The true vine — I might use the fig tree story when he denounces it going into the Temple (because it’s a comment on the non-productivity of the Temple. And he now represents the New Israel — not ritual but demonstration. (That might be obscure if people haven’t put that relationship together, however, of him going to the Temple and cursing it on the way, then showing the no leaves on the return – symbolic of the lack of fruition of the Temple.)
The ‘door of the sheep’ makes me think of every healing but especially the adulterous woman who was being hounded by wolves. The ‘door’ of course refers to the way the shepherd literally put his body over the opening, to keep out the wolves, which is what he did with the adulterous woman.
The Good Shepherd could also include the calling of the disciples. He was shepherding those who would carry the mission forward, constantly talking with them. You could also use those passages when he explains parables to them that he doesn’t to the larger crowds, clearly identifying them as the ones to carry on so they must get the deeper meaning that the larger crowds might not.
I am the way the truth and the life — what about the encounter with the Samaritan woman at the well.
January 13, 2016
The readings this week went through several transformations. First, I tried matching the seven “I am” statements made by Jesus in the Gospel of John with his seven “signs” in the same gospel. Here is my list, but I wasn’t pleased with some of my matchings (*), and there was so much overlap. Perhaps you have a better matching with these seven “signs.”
Bread of Life – feeding 5,000
Light of the world – healing blind man
Door – walking on the water (only answer left)*
Good shepherd – healing man at Pool of Bethesda (because Jesus found this lost sheep)*
Resurrection and life – raising Lazarus
Way, truth, and life – healing official’s son in Capernaum*
True vine – changing water to wine
I decided to email Madelon Maupin, a Bible scholar and Christian Scientist, who had mentioned this matching of Jesus’ I am words with his acts during one of her talks. She responded back that day(!!!) with some more insights:
So, I decided to leave the matching up to you, with the Bible readings of the “I am” statements in the order that they are presented in the Gospel of John. I really liked doing it that way because it made a ladder (yes, I am still thinking of Jacob’s ladder) from the bread (and everyone wants God to supply their daily needs) to the difficult pruning of the vine.

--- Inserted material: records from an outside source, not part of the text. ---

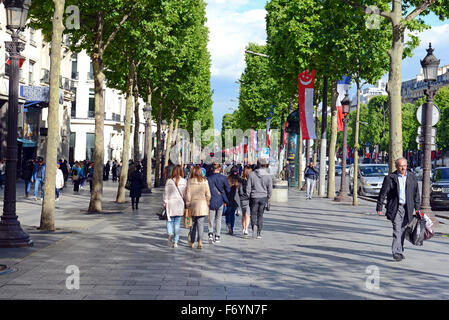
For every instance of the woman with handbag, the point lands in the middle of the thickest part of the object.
(197, 201)
(244, 199)
(135, 186)
(174, 195)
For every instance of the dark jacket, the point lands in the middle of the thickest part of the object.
(219, 188)
(390, 190)
(136, 180)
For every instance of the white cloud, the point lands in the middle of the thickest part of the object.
(230, 32)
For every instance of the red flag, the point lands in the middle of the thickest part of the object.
(340, 118)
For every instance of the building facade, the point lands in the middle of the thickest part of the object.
(76, 112)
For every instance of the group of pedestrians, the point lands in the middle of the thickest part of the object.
(215, 195)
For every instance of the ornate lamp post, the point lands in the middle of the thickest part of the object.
(163, 128)
(343, 195)
(430, 68)
(11, 234)
(148, 147)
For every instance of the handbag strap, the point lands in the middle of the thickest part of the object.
(178, 191)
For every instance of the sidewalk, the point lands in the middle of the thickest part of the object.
(311, 249)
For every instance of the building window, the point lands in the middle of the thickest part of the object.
(91, 113)
(31, 72)
(73, 110)
(32, 37)
(75, 66)
(90, 146)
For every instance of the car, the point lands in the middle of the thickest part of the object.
(370, 179)
(439, 189)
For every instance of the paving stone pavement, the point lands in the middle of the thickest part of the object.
(310, 249)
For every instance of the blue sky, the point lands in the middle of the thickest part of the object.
(234, 23)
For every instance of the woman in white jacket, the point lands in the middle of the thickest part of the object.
(174, 195)
(59, 181)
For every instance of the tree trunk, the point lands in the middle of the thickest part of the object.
(332, 144)
(168, 143)
(97, 183)
(136, 120)
(150, 143)
(394, 87)
(356, 148)
(157, 177)
(126, 134)
(48, 206)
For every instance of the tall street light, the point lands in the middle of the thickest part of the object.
(163, 128)
(11, 234)
(148, 148)
(430, 68)
(343, 195)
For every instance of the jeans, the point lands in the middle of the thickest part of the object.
(27, 187)
(257, 206)
(310, 186)
(215, 221)
(174, 227)
(196, 232)
(230, 216)
(38, 183)
(399, 225)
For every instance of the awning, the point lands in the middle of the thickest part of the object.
(26, 143)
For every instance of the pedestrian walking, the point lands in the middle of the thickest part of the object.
(114, 171)
(26, 176)
(259, 188)
(59, 183)
(244, 199)
(403, 202)
(174, 195)
(198, 199)
(77, 175)
(38, 177)
(311, 175)
(90, 175)
(219, 188)
(234, 199)
(136, 186)
(2, 173)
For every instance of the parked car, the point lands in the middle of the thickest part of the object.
(439, 190)
(370, 178)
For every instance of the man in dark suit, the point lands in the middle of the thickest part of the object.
(219, 189)
(403, 201)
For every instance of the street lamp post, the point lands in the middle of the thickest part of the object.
(430, 69)
(342, 196)
(148, 148)
(163, 128)
(11, 233)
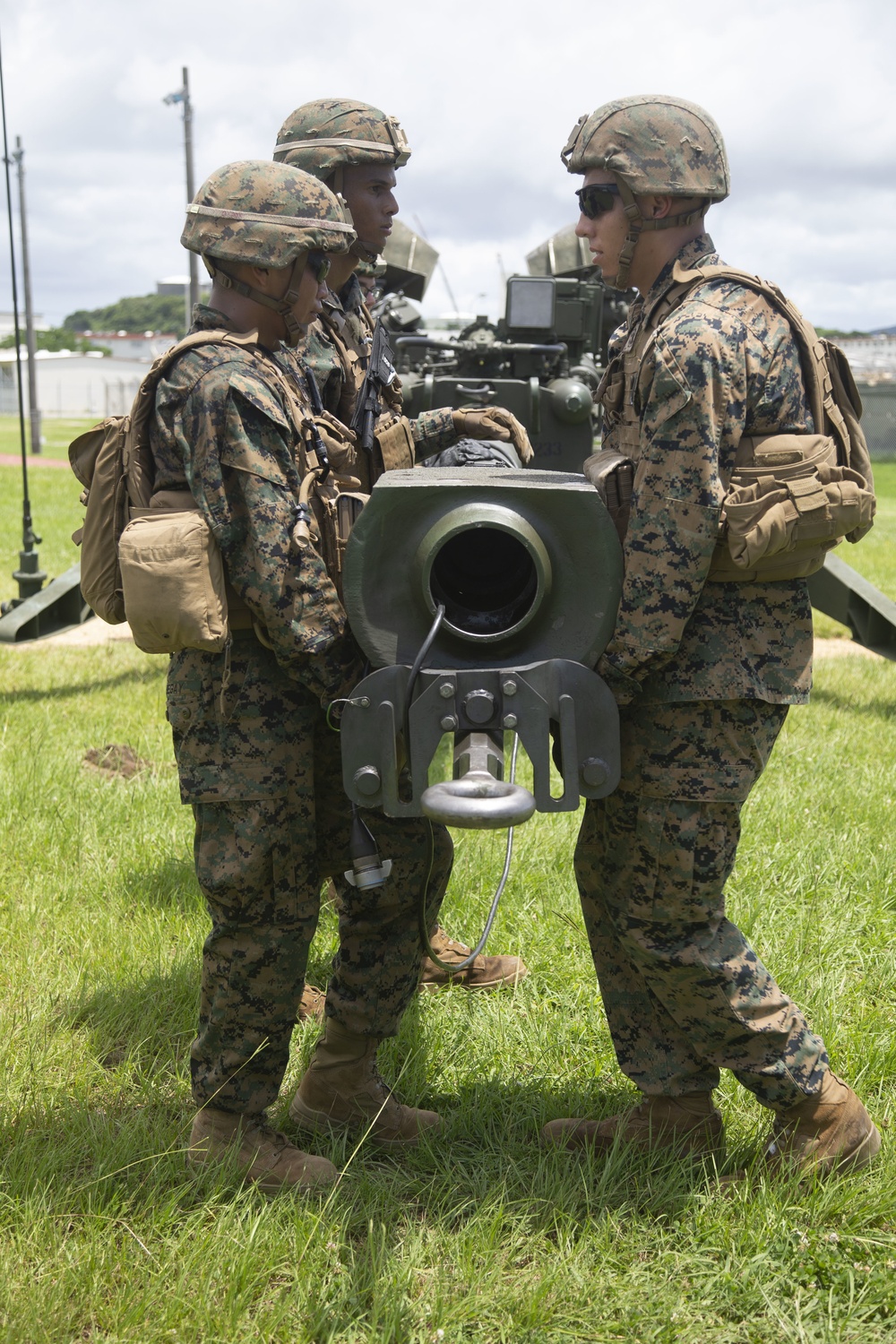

And speaking of pruning, I found it interesting that Jesus was “troubled in spirit” twice in the Gospel of John —
1) when he saw Mary and the Jews weeping at Lazarus’ tomb, and
2) when he was talking about his betrayal after washing the disciples’ feet.
It makes me think that Jesus’ grief was pruning himself at Lazarus’ tomb (the Gospel of John’s Gethsemane struggle), and then the second time Jesus was pruning his 12 disciples (the Gospel of John’s betrayal by Judas). But perhaps I am going out on a limb!